As part of its measures to protect investors, the government will require asset managers to retain qualified liquidity providers (LPs) and hold them accountable for any large pricing disparities.
“Effective this August, broker-dealers and asset management companies (AMCs) will be mandated to retain high-quality LPs to assume formal accountability for managing these pricing disparities,” said Byun Je-ho, the director general for the capital markets team at the FSC.
“Why are we holding asset managers accountable?

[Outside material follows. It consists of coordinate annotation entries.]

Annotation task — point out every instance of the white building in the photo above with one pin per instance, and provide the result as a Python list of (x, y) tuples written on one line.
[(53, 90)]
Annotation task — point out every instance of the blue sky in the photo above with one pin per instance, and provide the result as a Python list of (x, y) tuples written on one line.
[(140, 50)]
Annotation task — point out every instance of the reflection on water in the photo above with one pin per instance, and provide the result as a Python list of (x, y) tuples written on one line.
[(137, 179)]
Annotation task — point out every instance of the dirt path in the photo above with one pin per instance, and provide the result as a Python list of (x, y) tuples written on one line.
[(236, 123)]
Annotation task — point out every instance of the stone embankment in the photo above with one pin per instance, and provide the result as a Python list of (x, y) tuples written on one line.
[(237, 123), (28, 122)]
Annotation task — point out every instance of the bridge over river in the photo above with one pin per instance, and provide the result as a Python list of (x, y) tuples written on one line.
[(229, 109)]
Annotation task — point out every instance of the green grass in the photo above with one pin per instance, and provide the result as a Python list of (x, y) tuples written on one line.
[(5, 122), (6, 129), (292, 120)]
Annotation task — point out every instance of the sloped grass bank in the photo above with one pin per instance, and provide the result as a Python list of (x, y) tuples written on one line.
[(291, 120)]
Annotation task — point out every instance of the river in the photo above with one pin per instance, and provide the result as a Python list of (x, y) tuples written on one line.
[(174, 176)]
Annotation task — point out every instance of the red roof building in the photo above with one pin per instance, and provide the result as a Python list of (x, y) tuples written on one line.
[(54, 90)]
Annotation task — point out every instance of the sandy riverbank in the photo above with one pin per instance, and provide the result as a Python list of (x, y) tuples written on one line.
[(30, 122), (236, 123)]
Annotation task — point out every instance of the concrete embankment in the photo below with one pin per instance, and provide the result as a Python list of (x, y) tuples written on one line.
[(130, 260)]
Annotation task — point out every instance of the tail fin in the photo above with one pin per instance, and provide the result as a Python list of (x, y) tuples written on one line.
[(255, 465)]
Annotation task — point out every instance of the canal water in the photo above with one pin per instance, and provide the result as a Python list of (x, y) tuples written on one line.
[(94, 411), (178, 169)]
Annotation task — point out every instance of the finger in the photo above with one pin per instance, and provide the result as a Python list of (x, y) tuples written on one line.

Because they are the ones that can hire quality LPs to better manage price disparities.”
Byun said investors will be subject to higher minimum deposit requirements for both domestic- and foreign-listed, single-stock leveraged products.
In addition, investors must maintain a cash balance of at least 30 million won as a basic margin deposit each time they trade new single-stock leveraged ETFs.
FSC INTERVENTION IS ‘OVERDUE’
Inki Cho, a senior financial market strategist at Exness, an online trading platform, said the FSC intervention was “overdue.”
“This is a correction of a known policy error,” he said. “Likely measures include tighter leverage caps, stricter retail suitability requirements, or volatility-linked circuit breakers on these specific products.”
“The announcement itself is a near-term risk though – aggressive measures could trigger a rush to exit ahead of implementation, amplifying the very volatility the FSC is trying to fix.”
Over the longer term, however, it would be a net positive for market credibility, he said.
The KOSPI plunged more than 6 per cent on Thursday, heading into a bear market, though it remained the world’s best-performing major equity market this year.
In June, the head of South Korea’s market watchdog offered a rare mea culpa, saying the regulator had been too hasty in approving such products.
The ETFs helped drive retail investors’ borrowed investment into equities to a record 60 trillion won ($40.39 billion) as of the end of May.